The most widely publicized application to be announced Tuesday is Flickr for Mobile. This application is only available for Apple's iPhone and iPod Touch. It's free from the iTunes App Store. And it allows users to upload, share, and tag photos and videos. Flickr already has a browser-based mobile app at M.flickr.com.
Yahoo also created two new mobile applications for a few BlackBerry models.
Yahoo Finance for Mobile works on the iPhone and iPod Touch, as well as the BlackBerry Bold, Tour and 8900 series. This free application allows users to track companies, market indices, and news. It also lets users drill down into specific companies for more data. Yahoo already has a browser-based version of the application.
Yahoo also announced Yahoo Fantasy Football for Mobile. This application is available for the iPhone/iPod Touch and the BlackBerry Bold, Tour and 8900 series. Using this application, football fans can manage their teams from their phones, add and drop players, view match-ups and player stats, and get news and expert advice.
These new applications, which are specifically designed for the iPhone and a handful of BlackBerry devices, are part of the company's latest strategy to address the mobile market. Earlier this year, Yahoo shifted its mobile strategy to focus more on developing separate and distinct applications instead of creating services that fell into an all-encompassing Yahoo application.
"Before we had a one-size-fits-all approach to the application market," said Sandeep Gupta, senior director of mobile applications for Yahoo. "But the iPhone changed how consumers accessed applications. Now, they want to search for and download point applications. And we thought it was better for us to fit into this world."
Yahoo's primary goal with the strategy shift is to bring Yahoo's PC-based services to mobile phones.

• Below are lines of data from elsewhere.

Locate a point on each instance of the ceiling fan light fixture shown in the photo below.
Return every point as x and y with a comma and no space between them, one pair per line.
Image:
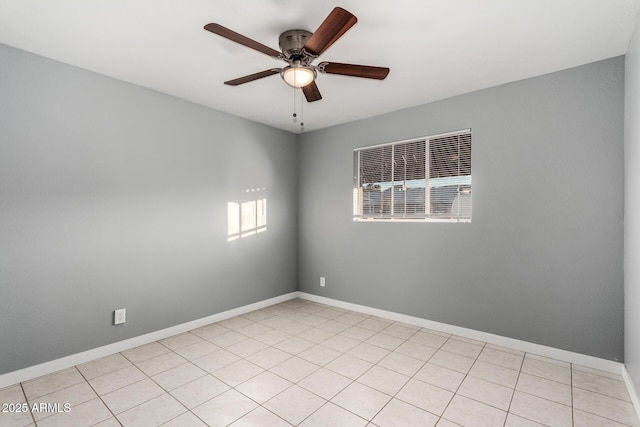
298,75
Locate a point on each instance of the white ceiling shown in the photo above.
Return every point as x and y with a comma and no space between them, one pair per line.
435,48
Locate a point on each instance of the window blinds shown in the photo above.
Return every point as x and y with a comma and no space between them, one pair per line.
427,178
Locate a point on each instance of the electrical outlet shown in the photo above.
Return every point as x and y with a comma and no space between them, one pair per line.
119,316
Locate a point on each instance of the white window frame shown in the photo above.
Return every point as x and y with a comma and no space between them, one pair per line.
463,183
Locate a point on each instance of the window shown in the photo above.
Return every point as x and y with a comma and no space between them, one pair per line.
248,217
422,179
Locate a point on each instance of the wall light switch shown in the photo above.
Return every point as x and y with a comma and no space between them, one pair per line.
119,316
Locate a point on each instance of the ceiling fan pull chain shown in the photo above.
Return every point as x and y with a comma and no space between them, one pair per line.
301,112
294,106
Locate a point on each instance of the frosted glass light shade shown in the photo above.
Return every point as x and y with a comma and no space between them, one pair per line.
298,76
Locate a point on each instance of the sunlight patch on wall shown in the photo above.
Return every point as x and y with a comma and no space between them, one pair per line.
247,217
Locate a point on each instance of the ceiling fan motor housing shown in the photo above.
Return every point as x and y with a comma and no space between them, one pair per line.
291,44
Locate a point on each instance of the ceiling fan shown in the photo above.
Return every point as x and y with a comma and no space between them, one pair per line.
299,49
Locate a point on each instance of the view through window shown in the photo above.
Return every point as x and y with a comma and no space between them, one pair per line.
422,179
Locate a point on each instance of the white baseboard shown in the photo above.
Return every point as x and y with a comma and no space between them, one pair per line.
631,388
542,350
31,372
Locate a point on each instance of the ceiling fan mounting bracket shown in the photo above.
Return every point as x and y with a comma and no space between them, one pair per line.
292,43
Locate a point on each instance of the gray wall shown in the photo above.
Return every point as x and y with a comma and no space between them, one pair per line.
112,196
542,259
632,210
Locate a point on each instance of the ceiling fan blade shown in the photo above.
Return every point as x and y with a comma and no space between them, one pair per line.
311,92
366,71
243,40
332,28
252,77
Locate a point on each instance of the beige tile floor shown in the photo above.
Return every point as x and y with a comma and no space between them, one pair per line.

And in order to do this, Yahoo executives said they needed to develop and distribute applications like other developers, which meant adopting the iPhone model.

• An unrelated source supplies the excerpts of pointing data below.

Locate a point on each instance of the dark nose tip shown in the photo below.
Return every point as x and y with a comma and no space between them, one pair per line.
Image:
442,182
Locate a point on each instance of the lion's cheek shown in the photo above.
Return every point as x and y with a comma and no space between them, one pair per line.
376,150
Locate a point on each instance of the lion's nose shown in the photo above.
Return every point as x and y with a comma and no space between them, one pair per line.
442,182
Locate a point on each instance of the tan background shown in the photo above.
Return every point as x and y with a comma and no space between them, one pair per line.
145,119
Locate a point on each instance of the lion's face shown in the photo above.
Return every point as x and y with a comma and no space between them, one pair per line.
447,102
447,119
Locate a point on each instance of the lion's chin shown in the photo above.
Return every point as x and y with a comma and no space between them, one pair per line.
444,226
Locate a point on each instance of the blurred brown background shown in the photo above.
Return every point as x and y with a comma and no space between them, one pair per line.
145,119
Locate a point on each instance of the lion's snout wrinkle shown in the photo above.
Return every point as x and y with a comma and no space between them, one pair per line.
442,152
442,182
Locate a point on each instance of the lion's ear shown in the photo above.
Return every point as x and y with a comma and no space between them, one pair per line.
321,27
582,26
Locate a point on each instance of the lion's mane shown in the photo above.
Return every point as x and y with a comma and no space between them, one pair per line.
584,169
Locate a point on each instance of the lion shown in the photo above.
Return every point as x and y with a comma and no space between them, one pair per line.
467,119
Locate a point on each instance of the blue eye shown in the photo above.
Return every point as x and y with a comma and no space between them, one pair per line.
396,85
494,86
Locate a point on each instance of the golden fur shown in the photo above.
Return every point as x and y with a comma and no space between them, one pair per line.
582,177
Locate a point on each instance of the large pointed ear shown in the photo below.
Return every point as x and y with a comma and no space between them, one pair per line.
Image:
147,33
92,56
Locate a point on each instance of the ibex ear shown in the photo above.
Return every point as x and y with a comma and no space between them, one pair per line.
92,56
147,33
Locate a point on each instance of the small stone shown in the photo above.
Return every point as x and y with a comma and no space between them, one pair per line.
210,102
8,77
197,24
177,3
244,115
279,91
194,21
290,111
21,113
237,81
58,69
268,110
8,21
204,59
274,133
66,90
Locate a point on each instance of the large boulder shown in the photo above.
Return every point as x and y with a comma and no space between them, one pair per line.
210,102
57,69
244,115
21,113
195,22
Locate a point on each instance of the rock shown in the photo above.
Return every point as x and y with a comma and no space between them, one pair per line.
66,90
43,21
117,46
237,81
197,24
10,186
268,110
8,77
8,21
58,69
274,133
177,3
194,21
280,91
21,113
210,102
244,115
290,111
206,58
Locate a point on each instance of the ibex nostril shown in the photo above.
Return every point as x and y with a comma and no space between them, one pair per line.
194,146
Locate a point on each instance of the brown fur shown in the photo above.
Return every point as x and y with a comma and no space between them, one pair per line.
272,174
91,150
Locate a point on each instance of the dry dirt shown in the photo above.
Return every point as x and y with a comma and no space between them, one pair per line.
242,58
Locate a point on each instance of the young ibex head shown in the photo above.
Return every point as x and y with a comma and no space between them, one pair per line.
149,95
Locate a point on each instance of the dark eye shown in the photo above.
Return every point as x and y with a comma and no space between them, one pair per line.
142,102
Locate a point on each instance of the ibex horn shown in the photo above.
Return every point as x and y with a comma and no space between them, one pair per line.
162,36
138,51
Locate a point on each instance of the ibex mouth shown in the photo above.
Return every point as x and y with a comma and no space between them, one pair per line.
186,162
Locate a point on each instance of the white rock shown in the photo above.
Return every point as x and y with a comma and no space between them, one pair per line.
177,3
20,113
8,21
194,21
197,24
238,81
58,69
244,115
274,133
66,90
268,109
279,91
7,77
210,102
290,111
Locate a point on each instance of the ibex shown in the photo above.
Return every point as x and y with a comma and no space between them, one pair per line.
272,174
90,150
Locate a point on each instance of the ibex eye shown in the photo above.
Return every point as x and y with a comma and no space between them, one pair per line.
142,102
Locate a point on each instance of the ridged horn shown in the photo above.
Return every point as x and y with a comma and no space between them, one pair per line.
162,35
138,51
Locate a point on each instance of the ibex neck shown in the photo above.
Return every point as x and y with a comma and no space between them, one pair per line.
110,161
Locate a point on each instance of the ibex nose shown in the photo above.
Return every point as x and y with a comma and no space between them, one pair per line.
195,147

To execute this strategy, Yahoo is taking a two-pronged approach. It is offering browser-based applications for its more general properties, such as travel, personals, or some of its entertainment sites. But for more frequently visited sites, such as Flickr and Finance, Yahoo is creating native applications.
"Yahoo has a huge set of properties that we want to bring to all mobile users," Gupta said. "But we can't have customized application experiences for all of them. It's too much work. So we have created a broad experience for a whole host of sites. And we're creating a more customized app experience with a richer experience for certain vertical sites."
In February, the company announced the newly revamped Yahoo Mobile service, which combines all the organizational elements of Yahoo OneSearch, OnePlace, and OneConnect together in a single application. The redesigned service is a scrollable mashup of search, news, e-mail, social networking, finance, weather, sports scores, and other RSS feeds.
The company decided to offer the service to more than 400 mobile devices as a browser-based application. But it also built a version specifically for the iPhone. The app is free to download and is available on Apple's iTunes App Store.
Now, Yahoo has created three other native applications that have been customized for specific devices. Initially, these applications are only available on the iPhone and certain BlackBerry devices. The reason for this is simple. The iPhone and the BlackBerry currently have the most interactive mobile users, Gupta said. But he added that the company will eventually tailor these same applications for other smartphones, such as the Palm Pre and Google's Android phones.
"We're not waiting for these other devices to get popular," he said. "Work is going on. But it's a matter of priorities. There is a lot of investment needed to build these applications. And we have prioritized which devices have the most interactive users."